Even so, it’s absurd to say that helium initially in a cooled, liquid state cannot be constrained from expanding as it warms.
You want to toss in virial coefficients? Go for it! Maybe even stick in something to cover quantum tunneling at the container walls.
Ideal gas law makes for a darn good first pressure estimate.
At these densities, I wouldn’t trust it very much. The van der Waals terms and anything else dependant on the size of the atoms would be highly significant.
But still, the pressure would surely be finite, and it would surely be possible to construct a container capable of handling the pressure. It probably wouldn’t be practical, though.
looks at the sun Yeh, but then you might not have helium anymore 
At least not for long… Relatively speaking.
My understanding is that at those pressures, the definitions of “liquid” and “gas” become meaningless. So, yes, you probably could confine liquid helium and then warm the container to room temperature (and I don’t think it would take a planet-sized container), but whether what was in the container was a liquid would be debatable.
With helium, we’re talking 10,000 psi or so, +/- deviations from the gas law.
10,000 psi is nothing. Paint sprayers work at 3,000 psi, and you can buy them at Home Depot…
Everyone here has over-complicated the answer as to make it impossible to understand. Ignoring Helium, as the OP indicated later, the simple answer is that, e.g., liquid Nitrogen in a strong enough sealed container will assume room temperature after a period of time. I haven’t looked at a phase diagram of Nitrogen lately, but I suspect it would remain liquid. In order to cool an infrared detector the Nitrogen must be returned to 1 atm, and assuming there is enough of it, a large portion would vent off with the remainding liquid then assuming a temperature of 77K, until it all boils away.

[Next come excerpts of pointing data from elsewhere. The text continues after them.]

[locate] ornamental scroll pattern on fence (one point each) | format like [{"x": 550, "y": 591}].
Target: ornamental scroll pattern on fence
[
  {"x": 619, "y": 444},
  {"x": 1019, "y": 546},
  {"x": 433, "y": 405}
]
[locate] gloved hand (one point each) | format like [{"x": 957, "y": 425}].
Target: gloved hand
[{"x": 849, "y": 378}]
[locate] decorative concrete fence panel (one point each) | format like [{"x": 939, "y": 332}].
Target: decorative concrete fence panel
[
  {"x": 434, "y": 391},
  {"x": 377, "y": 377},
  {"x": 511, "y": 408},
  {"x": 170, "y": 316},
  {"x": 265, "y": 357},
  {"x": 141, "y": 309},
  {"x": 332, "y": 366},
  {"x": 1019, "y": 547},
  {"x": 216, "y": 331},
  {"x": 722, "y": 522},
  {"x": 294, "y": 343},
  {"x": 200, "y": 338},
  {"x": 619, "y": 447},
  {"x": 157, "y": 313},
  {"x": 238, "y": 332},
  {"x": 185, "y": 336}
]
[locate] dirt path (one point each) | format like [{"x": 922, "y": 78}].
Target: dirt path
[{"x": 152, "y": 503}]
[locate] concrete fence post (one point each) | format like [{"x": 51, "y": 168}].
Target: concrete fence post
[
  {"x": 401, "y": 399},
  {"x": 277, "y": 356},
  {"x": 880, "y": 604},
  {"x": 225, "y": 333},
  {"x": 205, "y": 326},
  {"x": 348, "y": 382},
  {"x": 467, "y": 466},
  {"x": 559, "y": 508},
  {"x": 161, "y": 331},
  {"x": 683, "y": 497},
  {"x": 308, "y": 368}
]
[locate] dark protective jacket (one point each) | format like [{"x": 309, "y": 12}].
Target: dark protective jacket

Just to be nitpicky, you could cool an IR detector by letting your N[sub]2[/sub] boil at 2 atm, or 0.573 atm too. The heat of vaporization of the liquid is what drives the cooling process.
At 2 atm the boiling point of N2 will be higher. You will not be able to cool the detector below the boiling point of the N2.
I considered this to be obvious, and it’s not normal practice, but nit-picks are always welcome on this board. 
As I mentioned in post #12 (though without the handy link). 
Everyone? I said the same as this in post #16.
You missed the part about how to cool the IR detector.